Proposta de correção virtual geométrica da projeção ostial da artéria renal no estudo operatório de aneurismas infrarrenais: resultados iniciais de um estudo piloto

Giovani José Dal Poggetto MolinariI; Andreia Marques de Oliveira DalbemI; Fábio Hüsemann MenezesII; Ana Terezinha GuillaumonIII

DOI: 10.5935/1678-9741.20140014

ABREVIAÇÕES E ACRÔNIMOS

3D: Três dimensões

AAA: Aneurisma de aorta abdominal

DICOM: Digital imaging and communications in medicine

h: Altura

MIP: Maximum intensity projection

MPR: Multiplanar reconstruction

r: Raio

TC: Tomografia computadorizada

INTRODUÇÃO

Sabe-se que para o preparo pré-operatório endovascular dos aneurismas de aorta abdominal (AAA) infrarrenais é necessária a mensuração acurada das características morfológicas e anatômicas do aneurisma, como diâmetros, comprimentos e angulações, estratégia essencial para a sua exclusão, resultado final do procedimento endovascular [1].

Com o aprimoramento da tecnologia de informação, o estudo de tomografias biplanares helicoidais associado à aortografias complementares com cateteres centimetrados foi substituído pelo uso de tomografias computadorizadas (TC) multicanais (multislice), com cortes em espessuras menores e com maior riqueza de detalhes que, quando associadas a softwares de reconstrução em três dimensões (3D), permitem a reprodução virtual digitalizada do doente e de sua anatomia [2].

A TC e a angiotomografia (angioTC) têm um papel essencial no planejamento pré-intervencionista e no controle do procedimento, sendo considerada o exame de escolha na avaliação do paciente candidato ao tratamento envodascular e para o seu acompanhamento, na pesquisa de complicações [3].

Estas reconstruções permitem a avaliação rápida da extensão do aneurisma, acometimento visceral, presença de angulações, tortuosidade e dificuldade de acesso.

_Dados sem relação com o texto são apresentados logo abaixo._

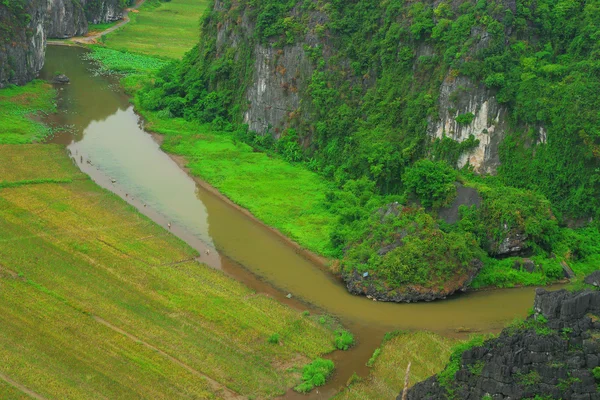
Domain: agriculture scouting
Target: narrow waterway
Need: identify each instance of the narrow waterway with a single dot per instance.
(107, 141)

Uma análise acurada dos cortes axiais, coronais e sagitais possibilita o planejamento do tipo de endoprótese a ser utilizada. Isto é alcançado com o uso de métodos de reconstrução disponíveis nos softwares, como a reconstrução multiplanar (MPR e MPR-Curved), projeção de intensidade máxima (MIP) e reconstrução 3D da imagem de volume.

Nesta etapa, realizada no período pré-operatório, obtém-se as informações necessárias para o planejamento cirúrgico. Desta forma, é possível a aquisição de imagens finais que ofereçam não só melhor acurácia das medidas e das características morfológicas do aneurisma como também o estudo da sua relação anatômica com demais artérias do eixo aorto-ilíaco [1].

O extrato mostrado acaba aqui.